While full-time job growth stalls, the ranks of the self-employed are growing briskly. According to the author of a how-to guide to commercial writing, freelance writers are finding lucrative ($60-80/hour) opportunities with downsized corporations large and small, reluctant as yet to rehire staff. It all adds up to a flexible, profitable home-based career direction.
A year ago, Michele Ryan was an at-home Mom, content to donate her writing abilities to the PTA or local civic association. Sensing the economic time was right, she jumped into lucrative freelancing. Today, she helps several local healthcare organizations craft their marketing materials, and gets paid $75 an hour to do it.

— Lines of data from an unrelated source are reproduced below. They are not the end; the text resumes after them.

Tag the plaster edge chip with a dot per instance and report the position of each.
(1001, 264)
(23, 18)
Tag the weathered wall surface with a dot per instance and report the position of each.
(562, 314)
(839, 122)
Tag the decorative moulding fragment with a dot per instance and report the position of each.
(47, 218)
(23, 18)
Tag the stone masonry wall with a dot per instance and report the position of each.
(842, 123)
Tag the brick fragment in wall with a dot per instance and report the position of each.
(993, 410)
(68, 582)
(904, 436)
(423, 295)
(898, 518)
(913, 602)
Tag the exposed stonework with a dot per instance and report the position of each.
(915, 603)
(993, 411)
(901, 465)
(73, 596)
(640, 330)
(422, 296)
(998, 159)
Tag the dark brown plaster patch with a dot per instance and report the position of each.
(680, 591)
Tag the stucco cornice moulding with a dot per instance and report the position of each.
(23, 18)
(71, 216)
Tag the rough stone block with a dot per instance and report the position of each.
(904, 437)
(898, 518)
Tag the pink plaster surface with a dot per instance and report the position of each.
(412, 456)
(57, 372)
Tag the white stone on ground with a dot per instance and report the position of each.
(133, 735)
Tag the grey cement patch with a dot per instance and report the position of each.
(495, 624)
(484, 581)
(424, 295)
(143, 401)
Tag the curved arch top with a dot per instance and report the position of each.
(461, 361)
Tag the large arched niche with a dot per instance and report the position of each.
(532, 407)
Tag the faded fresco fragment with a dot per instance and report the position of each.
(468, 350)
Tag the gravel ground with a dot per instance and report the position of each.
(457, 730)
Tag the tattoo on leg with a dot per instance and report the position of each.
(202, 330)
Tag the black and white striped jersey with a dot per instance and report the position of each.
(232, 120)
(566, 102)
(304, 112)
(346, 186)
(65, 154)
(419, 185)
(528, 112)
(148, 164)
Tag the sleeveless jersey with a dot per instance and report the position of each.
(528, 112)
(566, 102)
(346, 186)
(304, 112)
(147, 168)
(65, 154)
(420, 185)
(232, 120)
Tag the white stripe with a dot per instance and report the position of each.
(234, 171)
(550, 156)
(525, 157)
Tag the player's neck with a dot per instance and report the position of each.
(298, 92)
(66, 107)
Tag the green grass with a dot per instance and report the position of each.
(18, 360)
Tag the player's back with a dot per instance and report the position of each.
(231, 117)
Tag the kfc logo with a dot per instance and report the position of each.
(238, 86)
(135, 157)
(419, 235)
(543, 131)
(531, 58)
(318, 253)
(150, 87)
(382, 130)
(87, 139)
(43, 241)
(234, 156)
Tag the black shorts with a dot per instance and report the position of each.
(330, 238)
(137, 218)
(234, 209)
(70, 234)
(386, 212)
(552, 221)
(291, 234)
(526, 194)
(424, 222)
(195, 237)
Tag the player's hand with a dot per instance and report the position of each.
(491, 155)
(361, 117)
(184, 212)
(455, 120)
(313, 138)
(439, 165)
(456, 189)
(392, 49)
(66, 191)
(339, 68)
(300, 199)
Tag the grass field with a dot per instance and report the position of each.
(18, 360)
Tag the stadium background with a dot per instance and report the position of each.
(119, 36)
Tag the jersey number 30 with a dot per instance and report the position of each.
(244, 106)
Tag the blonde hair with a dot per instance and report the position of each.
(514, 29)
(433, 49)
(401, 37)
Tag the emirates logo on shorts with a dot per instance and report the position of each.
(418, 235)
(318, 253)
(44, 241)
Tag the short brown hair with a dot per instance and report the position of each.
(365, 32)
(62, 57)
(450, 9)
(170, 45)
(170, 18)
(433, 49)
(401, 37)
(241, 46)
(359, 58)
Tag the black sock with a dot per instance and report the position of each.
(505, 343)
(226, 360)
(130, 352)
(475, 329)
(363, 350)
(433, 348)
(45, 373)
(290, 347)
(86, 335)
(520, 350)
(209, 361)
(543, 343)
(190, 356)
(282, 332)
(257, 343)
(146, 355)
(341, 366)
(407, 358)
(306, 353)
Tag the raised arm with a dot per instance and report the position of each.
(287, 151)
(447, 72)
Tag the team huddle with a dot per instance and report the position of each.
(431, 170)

And she’s not alone. While the economic recovery continues to deliver mixed signals, many downsized companies are turning to experienced freelancers to handle their written communications needs.

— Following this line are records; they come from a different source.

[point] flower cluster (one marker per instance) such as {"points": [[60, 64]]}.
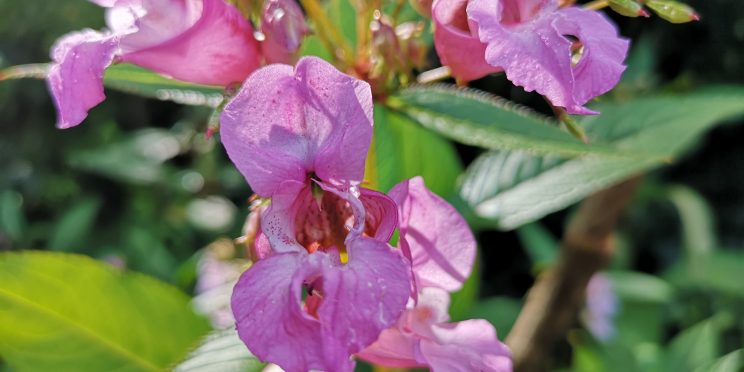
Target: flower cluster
{"points": [[326, 284], [199, 41], [569, 55]]}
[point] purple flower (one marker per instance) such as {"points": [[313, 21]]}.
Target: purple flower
{"points": [[442, 251], [601, 308], [300, 137], [283, 26], [568, 55], [199, 41]]}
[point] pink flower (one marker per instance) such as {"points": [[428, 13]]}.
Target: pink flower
{"points": [[283, 26], [442, 251], [300, 137], [568, 55], [199, 41]]}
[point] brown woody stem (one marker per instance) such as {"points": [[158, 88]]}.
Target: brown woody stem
{"points": [[555, 300]]}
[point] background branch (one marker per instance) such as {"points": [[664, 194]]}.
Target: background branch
{"points": [[554, 301]]}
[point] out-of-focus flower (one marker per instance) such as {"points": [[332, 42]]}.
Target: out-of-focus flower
{"points": [[441, 250], [569, 55], [300, 137], [602, 305], [199, 41], [283, 27]]}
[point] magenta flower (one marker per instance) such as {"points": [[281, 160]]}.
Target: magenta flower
{"points": [[199, 41], [300, 137], [283, 26], [568, 55], [442, 250]]}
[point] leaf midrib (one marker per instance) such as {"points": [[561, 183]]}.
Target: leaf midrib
{"points": [[86, 332]]}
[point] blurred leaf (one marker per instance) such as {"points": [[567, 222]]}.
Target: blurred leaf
{"points": [[480, 119], [221, 351], [541, 246], [502, 312], [12, 220], [135, 80], [401, 150], [462, 301], [136, 159], [72, 229], [694, 347], [63, 312], [639, 287], [720, 271], [698, 233], [515, 188], [731, 362]]}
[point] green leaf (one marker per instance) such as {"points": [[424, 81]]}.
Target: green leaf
{"points": [[401, 150], [731, 362], [73, 228], [12, 219], [139, 81], [479, 119], [514, 188], [221, 351], [694, 347], [64, 312]]}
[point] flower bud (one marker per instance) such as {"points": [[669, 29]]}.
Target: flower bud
{"points": [[673, 11], [628, 8], [283, 27]]}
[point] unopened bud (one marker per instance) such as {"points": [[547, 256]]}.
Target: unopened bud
{"points": [[628, 8], [423, 7], [673, 11], [283, 27]]}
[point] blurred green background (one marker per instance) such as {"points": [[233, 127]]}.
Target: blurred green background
{"points": [[140, 186]]}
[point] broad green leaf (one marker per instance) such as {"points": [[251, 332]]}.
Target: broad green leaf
{"points": [[136, 80], [401, 150], [72, 229], [221, 351], [695, 347], [64, 312], [514, 188], [479, 119], [139, 81]]}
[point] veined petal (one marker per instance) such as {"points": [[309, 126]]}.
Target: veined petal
{"points": [[75, 78], [536, 54], [359, 300], [364, 296], [218, 48], [466, 346], [287, 123], [441, 245], [457, 47]]}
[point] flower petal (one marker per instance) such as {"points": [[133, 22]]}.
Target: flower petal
{"points": [[381, 215], [363, 297], [270, 321], [441, 245], [601, 65], [536, 55], [217, 49], [75, 78], [285, 124], [457, 47], [466, 346]]}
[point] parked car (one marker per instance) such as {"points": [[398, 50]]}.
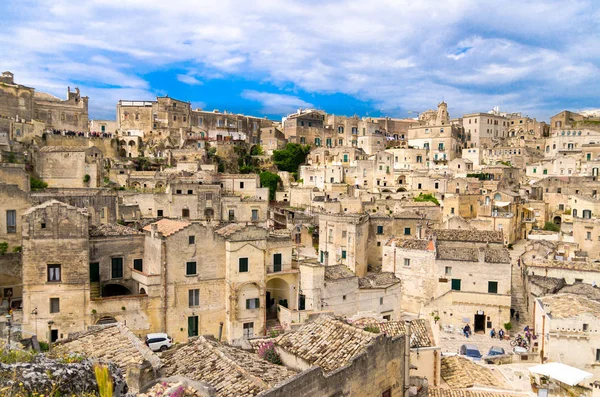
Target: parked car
{"points": [[470, 351], [158, 342], [496, 351]]}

“Why spend 20-25+ hours slaving over a magazine article that might pay a flat $300 and then fight for your money, when you could do a corporate project in a fraction of the time, bill all your hours at an average $60-80/hour and get paid in 30 days?” So comments Peter Bowerman, Atlanta-based author of The Well-Fed Writer: Financial Self-Sufficiency as a Freelance Writer in Six Months or Less, a step-by-step how-to guide on writing for corporations and creative entities of all sizes.
Current employment stats seem to underscore the viability and strength of the self-employment movement. According to the Bureau of Labor Statistics, in November, jobs grew by 57,000, one-third of analyst projections, while the self-employed ranks swelled by 156,000, a figure cited by The New York Times as, “a primary reason that the unemployment rate dropped to 5.9 percent.” BLS stats show the economy adding only 1,000 jobs in December. 150,000 were projected.
“Companies that scaled back during the recession are gun-shy of rebuilding too fast,” observes Bowerman. “Hiring freelancers just makes good economic sense. They don’t have to pay salaries or benefits, they buy only the services they need, when they need them, they get access to a wide range of talent and they benefit from fresh outsider perspectives.”
Veteran commercial freelance writer Bob Bly, author of 50+ writing titles, says of the field: “I know of no other arena of writing so lucrative yet so easy to get started in.” With no writing background, paid professional writing experience or industry contacts, Bowerman was paying all his bills through commercial writing in four months. “If you’re a decent writer and you dream of getting out of the rat race, working from home and having time for a life, this is a great option.”